Mr van Assche geeft aan zijne heilanders en aan zijne poldermenschen titanische proporties; 't worden reuzen in gestalte, in karakter en in daad, onmenschen, die wroeten erger dan beesten of anders leven in prinselijke heerschappij, vergaan van honger en armoe en overdadig werk of anders zuipen, vreten en copuleeren, lijk saters. Een caricaturist zou in Het Doode Land zeer vruchtbare teekenstof vinden: langs den eenen kant, heilander Leen of Talis, schraal en lang lijk een boonenstaak, wanhopig starend over zijn stuk dorren heigrond, naar een paar dunne korenhalmpjes, die hem hebben gekost een heel jaar van stoeren, doodelijken arbeid - langs den anderen kant, boer Pluijm uit Polderland zittend met rood-opgezwollen kop en heet-gestoven lijf, in warme taveerne, naast tierende makkers, met eene malsche deerne in zijnen eenen en eene enorme bierkruik in den anderen arm.
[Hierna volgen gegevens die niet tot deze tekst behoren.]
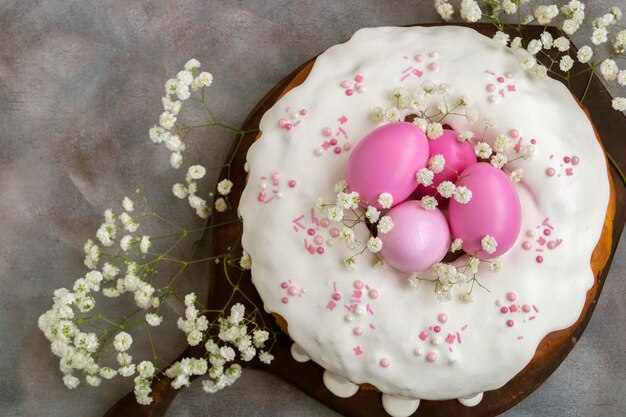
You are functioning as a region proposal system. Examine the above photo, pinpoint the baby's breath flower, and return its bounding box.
[480,235,498,255]
[576,45,593,64]
[437,181,456,198]
[454,185,472,204]
[367,236,383,253]
[474,142,492,159]
[378,193,393,209]
[421,195,439,211]
[376,216,394,234]
[217,179,233,195]
[559,55,574,72]
[415,168,435,187]
[428,154,446,174]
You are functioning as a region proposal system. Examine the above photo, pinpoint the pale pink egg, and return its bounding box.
[417,129,476,204]
[378,200,450,273]
[448,162,522,259]
[346,122,428,208]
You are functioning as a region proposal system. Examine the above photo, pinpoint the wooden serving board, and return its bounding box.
[105,24,626,417]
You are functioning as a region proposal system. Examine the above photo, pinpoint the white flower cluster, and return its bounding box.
[165,300,274,394]
[371,81,477,127]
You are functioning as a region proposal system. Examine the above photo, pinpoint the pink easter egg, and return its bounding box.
[448,162,522,259]
[417,129,476,204]
[346,122,428,208]
[378,200,450,273]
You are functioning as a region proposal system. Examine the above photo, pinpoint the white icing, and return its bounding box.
[383,394,420,417]
[323,371,359,398]
[458,392,483,407]
[291,343,311,363]
[239,26,609,400]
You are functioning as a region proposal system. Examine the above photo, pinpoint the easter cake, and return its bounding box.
[239,26,614,416]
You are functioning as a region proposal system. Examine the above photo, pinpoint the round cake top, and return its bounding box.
[239,26,610,400]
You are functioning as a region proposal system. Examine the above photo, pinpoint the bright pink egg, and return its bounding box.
[378,200,450,273]
[448,162,522,259]
[346,122,428,208]
[417,129,476,204]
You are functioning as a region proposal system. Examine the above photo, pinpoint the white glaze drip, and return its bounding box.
[291,343,311,363]
[324,371,359,398]
[383,394,420,417]
[458,392,483,407]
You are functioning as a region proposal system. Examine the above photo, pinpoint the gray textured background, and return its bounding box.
[0,0,626,417]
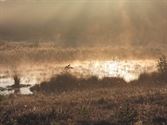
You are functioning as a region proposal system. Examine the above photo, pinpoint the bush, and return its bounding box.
[157,55,167,81]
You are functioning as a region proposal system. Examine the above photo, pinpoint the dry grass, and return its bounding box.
[0,86,167,125]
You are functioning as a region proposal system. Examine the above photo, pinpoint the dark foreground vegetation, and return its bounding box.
[0,57,167,125]
[0,86,167,125]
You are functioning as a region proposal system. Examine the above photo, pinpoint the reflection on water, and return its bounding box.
[0,60,156,94]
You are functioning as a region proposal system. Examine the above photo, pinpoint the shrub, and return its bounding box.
[157,55,167,81]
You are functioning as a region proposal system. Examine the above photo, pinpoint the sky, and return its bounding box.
[0,0,167,48]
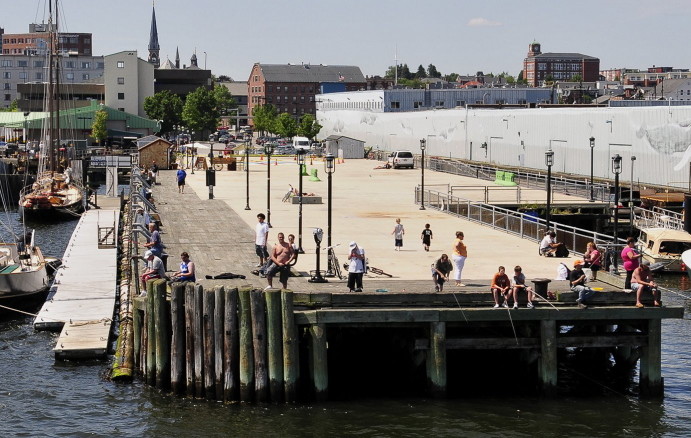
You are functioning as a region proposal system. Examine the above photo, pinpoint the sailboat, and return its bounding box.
[19,0,84,219]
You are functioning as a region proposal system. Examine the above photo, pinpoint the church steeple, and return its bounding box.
[149,4,161,68]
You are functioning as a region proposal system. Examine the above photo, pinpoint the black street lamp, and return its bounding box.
[324,154,336,276]
[264,141,274,228]
[420,138,427,210]
[612,154,621,273]
[590,137,595,202]
[545,149,554,231]
[296,148,307,254]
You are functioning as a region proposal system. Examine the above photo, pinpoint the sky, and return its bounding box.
[5,0,691,81]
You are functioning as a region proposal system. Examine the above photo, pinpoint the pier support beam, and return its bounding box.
[310,324,329,401]
[427,322,446,397]
[639,319,665,397]
[281,291,299,403]
[538,319,557,397]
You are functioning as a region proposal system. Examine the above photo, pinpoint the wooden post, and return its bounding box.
[214,286,225,400]
[170,283,185,394]
[223,288,239,401]
[538,319,557,397]
[153,279,170,389]
[250,290,269,402]
[202,290,216,400]
[145,280,156,385]
[281,291,300,403]
[310,324,329,401]
[427,322,446,397]
[185,283,195,396]
[265,290,284,403]
[639,319,665,397]
[238,289,254,402]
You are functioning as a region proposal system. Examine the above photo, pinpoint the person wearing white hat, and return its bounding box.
[348,241,365,292]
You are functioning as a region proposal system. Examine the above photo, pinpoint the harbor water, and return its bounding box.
[0,218,691,437]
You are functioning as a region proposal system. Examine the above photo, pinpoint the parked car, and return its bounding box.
[388,151,415,169]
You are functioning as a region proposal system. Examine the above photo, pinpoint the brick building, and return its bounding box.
[523,42,600,87]
[247,63,367,123]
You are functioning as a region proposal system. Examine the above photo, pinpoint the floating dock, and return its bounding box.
[34,209,120,360]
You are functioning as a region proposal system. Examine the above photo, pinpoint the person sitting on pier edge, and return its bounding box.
[507,265,535,309]
[631,260,662,308]
[621,237,643,289]
[491,266,511,309]
[540,231,564,257]
[348,241,365,292]
[432,254,453,292]
[266,233,295,289]
[172,252,197,282]
[143,222,163,257]
[141,250,166,295]
[569,260,595,309]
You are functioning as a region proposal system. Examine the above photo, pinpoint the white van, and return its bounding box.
[293,137,310,149]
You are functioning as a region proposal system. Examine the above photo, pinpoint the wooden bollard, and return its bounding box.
[192,284,204,397]
[185,283,194,396]
[264,290,284,403]
[250,290,269,402]
[238,289,254,402]
[154,280,170,389]
[310,324,329,401]
[202,290,216,400]
[223,288,239,401]
[145,280,156,386]
[214,286,225,400]
[281,291,300,403]
[170,283,185,394]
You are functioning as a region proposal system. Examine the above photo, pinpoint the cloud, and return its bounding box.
[468,18,501,27]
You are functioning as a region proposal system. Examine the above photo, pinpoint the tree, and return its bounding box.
[297,114,322,140]
[273,113,298,137]
[252,103,278,133]
[182,87,219,138]
[144,90,182,132]
[91,110,108,145]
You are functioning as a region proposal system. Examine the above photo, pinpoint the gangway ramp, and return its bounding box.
[34,210,120,360]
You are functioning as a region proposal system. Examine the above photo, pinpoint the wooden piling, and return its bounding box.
[144,280,156,385]
[427,322,446,397]
[202,290,216,400]
[639,319,665,397]
[250,290,269,403]
[153,280,170,389]
[214,286,225,400]
[310,324,329,401]
[281,291,300,403]
[223,288,239,401]
[185,283,195,396]
[192,284,204,397]
[238,289,254,402]
[265,290,284,403]
[538,319,557,397]
[170,283,185,394]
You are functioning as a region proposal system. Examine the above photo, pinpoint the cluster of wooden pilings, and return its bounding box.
[133,280,306,403]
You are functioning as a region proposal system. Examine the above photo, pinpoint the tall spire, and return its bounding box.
[149,2,161,68]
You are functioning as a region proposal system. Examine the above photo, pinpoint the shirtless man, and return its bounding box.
[265,233,295,290]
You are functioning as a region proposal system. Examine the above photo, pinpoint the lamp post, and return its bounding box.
[545,149,554,231]
[296,148,307,254]
[590,137,595,202]
[264,141,274,228]
[246,135,251,210]
[324,154,336,276]
[612,154,621,274]
[420,138,427,210]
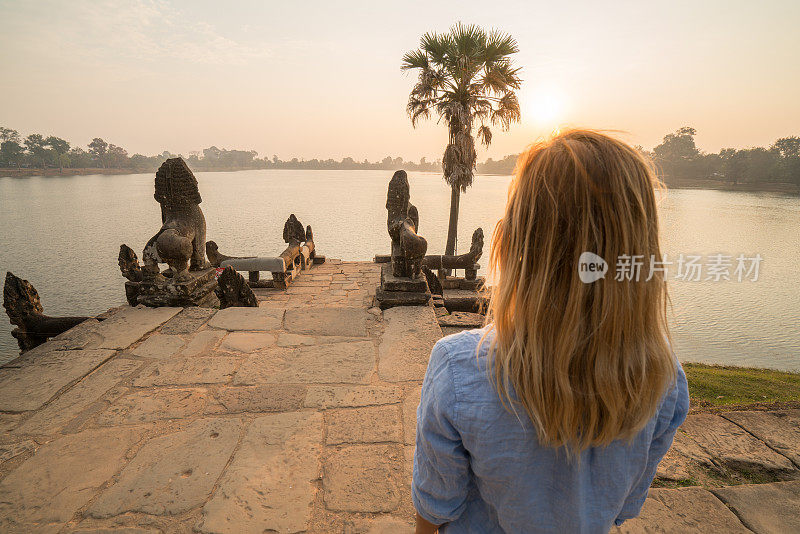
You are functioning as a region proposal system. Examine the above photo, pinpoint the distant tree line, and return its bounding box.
[648,126,800,186]
[478,126,800,187]
[0,127,442,171]
[0,126,800,187]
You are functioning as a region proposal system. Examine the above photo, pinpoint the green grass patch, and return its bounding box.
[683,363,800,408]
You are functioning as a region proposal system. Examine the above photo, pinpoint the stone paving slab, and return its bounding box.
[378,306,442,382]
[88,419,241,518]
[285,308,371,337]
[131,334,186,360]
[15,358,142,434]
[325,404,402,445]
[275,331,364,347]
[234,341,376,384]
[0,262,800,534]
[219,332,277,353]
[305,386,402,409]
[611,488,750,534]
[711,481,800,534]
[178,330,227,357]
[86,306,183,349]
[0,350,114,412]
[720,410,800,467]
[160,306,217,334]
[0,428,142,532]
[681,414,795,473]
[322,445,403,512]
[95,388,208,426]
[133,356,239,387]
[211,384,306,413]
[199,412,323,533]
[208,308,284,330]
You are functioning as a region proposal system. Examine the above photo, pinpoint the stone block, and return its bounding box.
[375,289,431,310]
[220,332,275,353]
[438,312,486,329]
[322,445,403,513]
[136,268,217,308]
[711,480,800,534]
[0,439,37,463]
[234,341,376,384]
[285,308,371,337]
[276,332,358,347]
[86,306,182,349]
[198,412,322,533]
[212,384,306,413]
[179,330,226,356]
[0,350,114,412]
[17,358,142,434]
[681,414,795,474]
[305,386,402,410]
[95,388,208,426]
[208,307,284,330]
[378,306,442,382]
[612,488,751,534]
[721,410,800,467]
[325,404,402,445]
[131,334,185,360]
[160,306,216,335]
[133,356,239,387]
[87,419,241,518]
[0,428,142,532]
[382,263,428,293]
[403,386,422,445]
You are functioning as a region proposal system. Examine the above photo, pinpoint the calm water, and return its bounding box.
[0,170,800,370]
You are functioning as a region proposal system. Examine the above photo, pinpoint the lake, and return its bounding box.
[0,170,800,370]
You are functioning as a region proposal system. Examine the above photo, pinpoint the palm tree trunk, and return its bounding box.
[444,185,461,260]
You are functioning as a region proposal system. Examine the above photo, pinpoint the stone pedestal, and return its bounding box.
[134,268,219,308]
[375,263,431,310]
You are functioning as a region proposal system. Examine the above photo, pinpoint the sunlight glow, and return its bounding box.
[523,86,565,128]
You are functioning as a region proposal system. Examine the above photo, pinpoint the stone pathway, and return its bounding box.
[0,260,800,533]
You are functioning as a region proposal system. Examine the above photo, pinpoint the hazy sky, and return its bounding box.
[0,0,800,160]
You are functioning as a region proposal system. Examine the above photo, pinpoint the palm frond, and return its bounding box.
[400,49,429,70]
[491,91,520,130]
[477,125,492,148]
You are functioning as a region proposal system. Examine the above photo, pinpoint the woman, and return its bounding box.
[413,130,689,533]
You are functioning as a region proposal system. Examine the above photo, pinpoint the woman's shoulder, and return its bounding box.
[433,326,493,361]
[429,326,494,387]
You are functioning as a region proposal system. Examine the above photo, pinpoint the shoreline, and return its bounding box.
[0,167,800,196]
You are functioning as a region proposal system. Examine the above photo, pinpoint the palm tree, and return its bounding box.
[401,22,522,254]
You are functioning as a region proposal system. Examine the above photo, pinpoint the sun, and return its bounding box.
[523,86,566,127]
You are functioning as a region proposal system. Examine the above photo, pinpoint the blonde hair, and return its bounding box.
[487,130,676,453]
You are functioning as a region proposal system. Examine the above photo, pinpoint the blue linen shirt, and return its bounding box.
[412,327,689,533]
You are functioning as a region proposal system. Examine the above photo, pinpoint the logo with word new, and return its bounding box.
[578,252,608,284]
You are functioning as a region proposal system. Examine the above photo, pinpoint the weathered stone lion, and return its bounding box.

Levens lijk die van Talis en Timotheus met oude Thecla, daden lijk die van Dulla (in En 't Weste vlamde lijk een helle...), van Dict Verloo (in De Oogen), van heilander Harmsen (in de novelle zoo-genoemd), van Cuyp (in De Terugkeer) mogen zeker niet normaal worden genoemd; 't zijn wreede caricaturen van het boerenleven, hallucinaties, zonder echte verhouding, waarin alles overdreven is, het land en de menschen, waarin zeker eene eigenaardige epiek zit - dezelfde epiek die Streuvels' Zomerland draagt - maar een epiek verkregen dank aan onwezenlijke, soms over-romantische middeltjes, die koppig naar het raare, het enorme, het grizzelige of het bestiaale streven - en het soms wel - dat voegen wij er bij - bereiken. Want buiten zijne beteekenis om - waarover ik het hier voornamelijk heb - bezit dit
| |
| |
boek ontegensprekelijke waarde, vooral door zijne dramatiek. Hoe jammer daarom dat, niet slechts in zijn gegeven, in de grond-psychologie van zijne personen, maar ook in de uitwerking zelf, in het détail, van Assche heelemaal buiten de objectieve waarheid (vele vlaamsche romans missen aldus de ‘objectiveteit’ die alle realisme vereischt) gaat. Dingen lijk deze ‘Geen oog had de boer voor...’ waarop drie bladzijden beschrijving volgen van al de dingen die de boer niet ziet, bewijzen dat.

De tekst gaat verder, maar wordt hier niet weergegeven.